If you’ve been reading my posts you know I struggle with plot. Why I struggle so much is a mystery to me; I’ve read a zillion books, all of which have plots. You’d think I’d know enough by now.
But at last I’ve realized that there is always a common thread when I struggle with plot, and it’s that I’ve thought about action as separate from character. When I start to think about plot as something that happens, rather than as something the characters do, then I get into trouble. The action flows, but the story flounders. For example, in the story I’m working on now, I want my main character to find out another character is breaking the law. How will he find out? For a while I thought the police might turn up asking questions, but that seemed to Deus Ex Machina. Then I thought I’d have the law breaker break the law in front of my main character, but that seemed contrived, as well as too convenient to be believable. I wrote and rewrote that section of the book a dozen times, and then I realized I was asking the wrong question. I was asking what was going to happen, when I should have been asking what is my main character going to do? Now I have brought the action back to my main character, so the plot revolves around his needs, his desires, his thoughts and his actions, not those of another person. So far it’s working.
Still struggling with the difference between action and plot. Okay, action is simple. Three kids go surfing. One gets hit on the head and the other two have to rescue him. Action. But, how does this fit with the plot. Maybe the plot of the story is that these three boys find a starving whale and have to figure out why. They discover someone’s dumping chemicals into the bay, and have to stop them. Plot. But that plot needs some action. It takes place in a bay, so how did the boys find the whale? Maybe they were surfing. See what I’m getting at here? Sometimes action has to come in and back fill the plot. Fill it up. Make finding out stuff exciting. So even if the plot’s not about something like finding dying whales, but more like discovering that someone you love is being hurt, something we might not see a lot of, because these things take place behind closed doors, there still has to be action to keep the story active and alive as we uncover the little clues that show us the plot. Am I making any sense here? Does this sound even remotely right? Or have I got it all wrong?
Here’s another example. I’m working on a story in which a 12 year old girl learns about corruption. This is a story that could have many different plots. It’s not an action story; it’s more of a coming of age story. So how to build a plot full of action, so that it’s not a boring snore while we learn what she learns? I’ve decided to set the story within two families, one of which is big and has a lot going on like weddings and birthdays. Lots of possibilities for action. But the plot takes place above all that. It slides into the action obliquely, letting hints fall here and there, until she pulls it all together and understands the big picture.
But then maybe I’m making things more difficult than they should be. Maybe plot and action are the same thing and I’m just making work for myself. Thoughts?
Today I and two of my writer friends got together for a plot clinic. We didn’t know that’s what we were doing; we thought we were just gathering for our usual writing group meeting,but we were all too tired to write, so we decided to help each other out with plot instead, and between the three of us, we solved each of our plot problems.
Each of us had ideas the writer of the story couldn’t see. So good to have three heads instead of one!
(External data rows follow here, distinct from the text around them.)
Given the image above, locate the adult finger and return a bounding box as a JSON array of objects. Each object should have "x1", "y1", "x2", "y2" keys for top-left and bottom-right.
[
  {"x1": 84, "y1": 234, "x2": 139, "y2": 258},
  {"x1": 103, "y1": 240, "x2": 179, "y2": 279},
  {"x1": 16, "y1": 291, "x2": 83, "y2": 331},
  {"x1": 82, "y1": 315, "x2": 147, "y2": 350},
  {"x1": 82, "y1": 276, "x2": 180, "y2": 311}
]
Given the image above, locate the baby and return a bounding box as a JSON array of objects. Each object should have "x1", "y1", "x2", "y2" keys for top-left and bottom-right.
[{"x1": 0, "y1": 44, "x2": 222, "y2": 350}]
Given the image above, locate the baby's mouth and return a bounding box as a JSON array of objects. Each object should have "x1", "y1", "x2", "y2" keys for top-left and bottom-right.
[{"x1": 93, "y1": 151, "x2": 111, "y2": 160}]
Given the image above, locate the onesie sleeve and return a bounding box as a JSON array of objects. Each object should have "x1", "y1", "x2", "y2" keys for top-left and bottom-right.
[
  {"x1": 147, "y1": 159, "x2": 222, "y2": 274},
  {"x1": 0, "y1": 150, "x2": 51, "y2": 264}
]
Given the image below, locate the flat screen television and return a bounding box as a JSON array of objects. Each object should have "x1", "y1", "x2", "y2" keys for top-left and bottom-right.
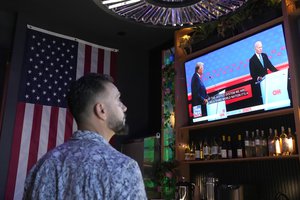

A plot strategy that I’ve found useful (and thanks to my friend Alex for this), is a little story that goes like this:
Protagonist gets into a situation
the situation becomes a problem
the problem gets worse
the protagonist almost solves the problem, but not quite
the problem gets worse
the protagonist solves the problem.
When I’m struggling with plot, I always fall back on this. Thanks Alex.
Finally, I got the manuscript finished and sent away. What a great feeling it is to have it done, to feel good about it (I mean it seems active and gripping to me) and to be waiting for a response. Anything is possible now. I love that feeling.